Green pricing premium and 'grey discount'

The emergence of a green pricing premium has ramifications for the corporate sector because it demonstrates to companies there is a volume and price benefit to decarbonization. 

In comments made to Reuters last week, Manley explained the green premium ultimately gives way to what he termed the "grey discount."

"A premium for green alternatives today is likely to translate into a grey discount over time – a signal that should act as a warning bell for investors not yet integrating sustainability factors into their investment life cycle," Manley explained. "For companies unable or unwilling to decarbonize relative to their peers, we foresee the emergence of a grey discount to a greening benchmark."

He suggested there is a long-term risk that oil and gas producers which fail to invest in green energy production, "will see customers switch suppliers or demand a discount in order to meet their decarbonization requirements" and customers in energy markets "will start to discriminate in favour of lower-carbon alternatives."

Establishing reliable global standards

CPP Investments also supports establishing consistent global standards related to the disclosure and collection of accurate emissions and related data.

"Consistent, standardized global data and disclosures are important for investors to evaluate and assess the potential impacts of sustainability-related issues on a company’s performance," Manley said. "We are actively (pushing for) the development of high-quality data that helps support price discovery and capital formation and facilitates efficient capital markets.

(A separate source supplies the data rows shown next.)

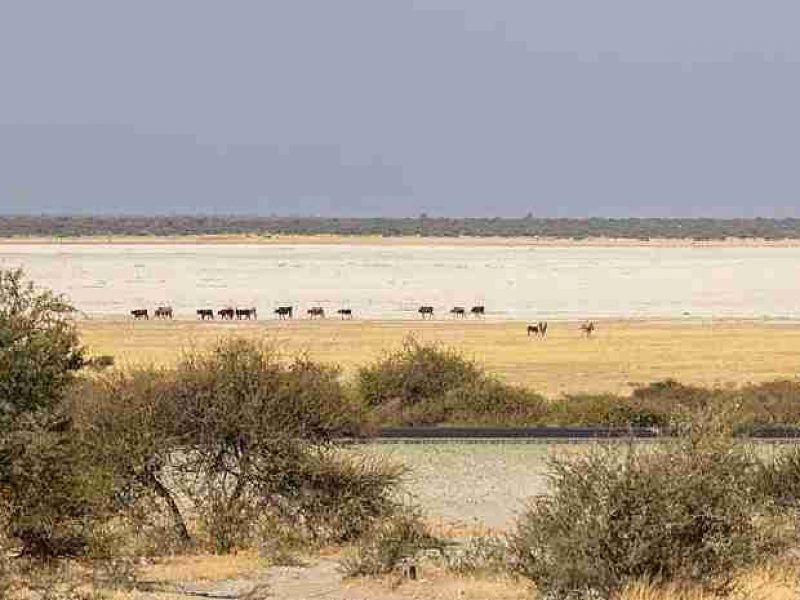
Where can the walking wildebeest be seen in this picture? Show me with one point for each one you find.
(246, 313)
(458, 311)
(539, 329)
(284, 312)
(588, 328)
(163, 312)
(316, 311)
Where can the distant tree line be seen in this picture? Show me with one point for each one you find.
(638, 229)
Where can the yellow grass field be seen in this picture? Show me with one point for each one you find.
(620, 355)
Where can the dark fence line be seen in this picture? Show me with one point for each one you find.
(777, 432)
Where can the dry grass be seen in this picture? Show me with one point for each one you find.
(623, 353)
(205, 567)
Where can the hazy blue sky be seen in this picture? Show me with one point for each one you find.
(396, 107)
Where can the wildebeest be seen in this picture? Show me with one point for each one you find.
(538, 329)
(163, 312)
(246, 313)
(316, 311)
(284, 312)
(458, 311)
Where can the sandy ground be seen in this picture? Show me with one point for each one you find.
(620, 355)
(377, 240)
(321, 579)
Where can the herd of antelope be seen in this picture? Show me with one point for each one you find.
(538, 329)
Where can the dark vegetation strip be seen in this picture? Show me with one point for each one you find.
(698, 229)
(561, 433)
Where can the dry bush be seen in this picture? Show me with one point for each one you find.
(428, 385)
(686, 510)
(391, 540)
(414, 374)
(228, 437)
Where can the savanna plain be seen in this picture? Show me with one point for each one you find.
(701, 515)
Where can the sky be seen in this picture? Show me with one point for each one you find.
(557, 108)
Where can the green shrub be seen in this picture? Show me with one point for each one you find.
(54, 497)
(416, 373)
(485, 401)
(392, 539)
(39, 349)
(487, 555)
(231, 437)
(684, 511)
(604, 410)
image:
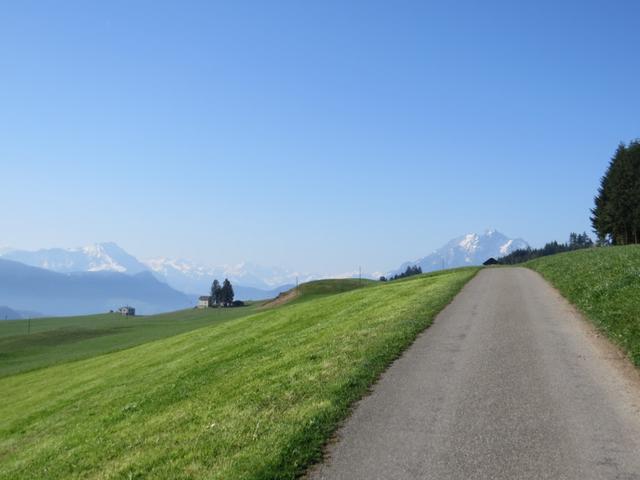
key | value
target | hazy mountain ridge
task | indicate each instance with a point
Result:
(31, 288)
(467, 250)
(251, 281)
(93, 258)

"As long-term investors, we value consistent, standardized global data and disclosures to allow us to evaluate and assess the potential impacts of sustainability-related issues on companies’ performance. Importantly, we see equivalent value in directors having access to the same disclosures to support their oversight of management."

CPP supports adoption of ISSB standards 

CPP supports full alignment with the International Sustainability Standard Board's IFRS S1 and S2 disclosure standards that went into effect this June.  

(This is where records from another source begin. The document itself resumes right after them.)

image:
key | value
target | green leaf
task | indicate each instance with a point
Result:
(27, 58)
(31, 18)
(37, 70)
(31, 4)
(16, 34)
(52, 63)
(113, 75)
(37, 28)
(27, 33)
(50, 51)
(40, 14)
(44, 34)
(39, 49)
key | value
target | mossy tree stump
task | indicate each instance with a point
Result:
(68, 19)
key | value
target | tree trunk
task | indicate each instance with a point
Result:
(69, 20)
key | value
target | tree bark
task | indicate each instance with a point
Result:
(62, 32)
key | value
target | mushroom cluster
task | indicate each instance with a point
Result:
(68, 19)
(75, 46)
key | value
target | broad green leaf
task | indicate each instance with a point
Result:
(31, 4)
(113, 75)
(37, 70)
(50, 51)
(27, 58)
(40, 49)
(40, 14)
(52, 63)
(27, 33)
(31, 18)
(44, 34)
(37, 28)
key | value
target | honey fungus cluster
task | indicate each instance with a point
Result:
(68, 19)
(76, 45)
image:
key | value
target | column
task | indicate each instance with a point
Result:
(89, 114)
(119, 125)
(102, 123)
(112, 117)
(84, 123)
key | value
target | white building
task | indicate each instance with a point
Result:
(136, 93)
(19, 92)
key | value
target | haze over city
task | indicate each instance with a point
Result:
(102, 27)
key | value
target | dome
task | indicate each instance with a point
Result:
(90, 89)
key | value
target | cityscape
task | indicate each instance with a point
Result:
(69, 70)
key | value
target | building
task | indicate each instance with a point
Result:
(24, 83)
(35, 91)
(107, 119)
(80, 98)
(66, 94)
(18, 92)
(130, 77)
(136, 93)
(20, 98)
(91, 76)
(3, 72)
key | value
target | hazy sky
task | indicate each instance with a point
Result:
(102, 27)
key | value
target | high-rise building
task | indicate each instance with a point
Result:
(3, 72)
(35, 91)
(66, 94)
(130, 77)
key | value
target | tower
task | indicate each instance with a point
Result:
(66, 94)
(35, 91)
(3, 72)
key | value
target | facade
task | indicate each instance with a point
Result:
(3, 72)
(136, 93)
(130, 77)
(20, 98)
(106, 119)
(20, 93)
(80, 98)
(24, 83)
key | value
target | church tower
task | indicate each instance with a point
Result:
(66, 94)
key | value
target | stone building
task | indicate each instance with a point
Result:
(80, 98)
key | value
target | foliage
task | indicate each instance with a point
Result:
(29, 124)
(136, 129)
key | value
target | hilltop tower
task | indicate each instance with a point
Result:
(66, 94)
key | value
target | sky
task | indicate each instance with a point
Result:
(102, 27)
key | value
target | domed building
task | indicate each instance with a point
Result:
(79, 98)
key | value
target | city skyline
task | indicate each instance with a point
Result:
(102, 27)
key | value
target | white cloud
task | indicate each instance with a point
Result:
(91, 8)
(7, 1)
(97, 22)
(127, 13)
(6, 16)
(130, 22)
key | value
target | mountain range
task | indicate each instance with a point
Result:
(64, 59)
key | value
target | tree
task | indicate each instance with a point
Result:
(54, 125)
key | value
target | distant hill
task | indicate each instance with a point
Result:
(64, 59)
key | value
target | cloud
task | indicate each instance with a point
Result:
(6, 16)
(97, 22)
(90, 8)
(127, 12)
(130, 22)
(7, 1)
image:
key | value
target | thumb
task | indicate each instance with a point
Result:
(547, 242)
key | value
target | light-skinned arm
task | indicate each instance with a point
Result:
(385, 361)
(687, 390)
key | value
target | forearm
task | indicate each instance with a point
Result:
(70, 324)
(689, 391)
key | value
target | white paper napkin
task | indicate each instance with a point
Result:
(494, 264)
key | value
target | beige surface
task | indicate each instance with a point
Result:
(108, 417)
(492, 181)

The introduction of this global baseline standard will likely solve the problem of competing scopes that have long complicated corporate sustainability reporting and the accuracy of ESG data.

"ISSB alignment will ultimately provide issuers with the best access to global capital," Manley said. "While we view full alignment and full adoption as the desired end state, we recognize some regulators may decide to provide reliefs, rather than carve-outs, as they adopt these standards reflecting the realities of their own markets."

Sustainable investing a critical component of CPP Investments' strategy

Pursuant to CPP's mandate to maximize its return on investment while minimizing risk, the fund is obliged to consider a vast array of factors that impact its responsibility to effectively manage Canadian taxpayers' money and meet its financial obligations.

"In order for CPP Investments to deliver on our mandate within a macro environment that is quickly evolving with respect to sustainability, we need to be agile and evolve our approach when these factors change or accelerate," Manley said. 

"Our approach to sustainable investing and climate change is . . . focused on looking for opportunities to actively support the decarbonization of the whole economy, beyond just the energy sector. This effort also includes actively monitoring the factors that will play a role in achieving a low-carbon economy, namely, government commitments, corporate and consumer activity, market infrastructure and technology."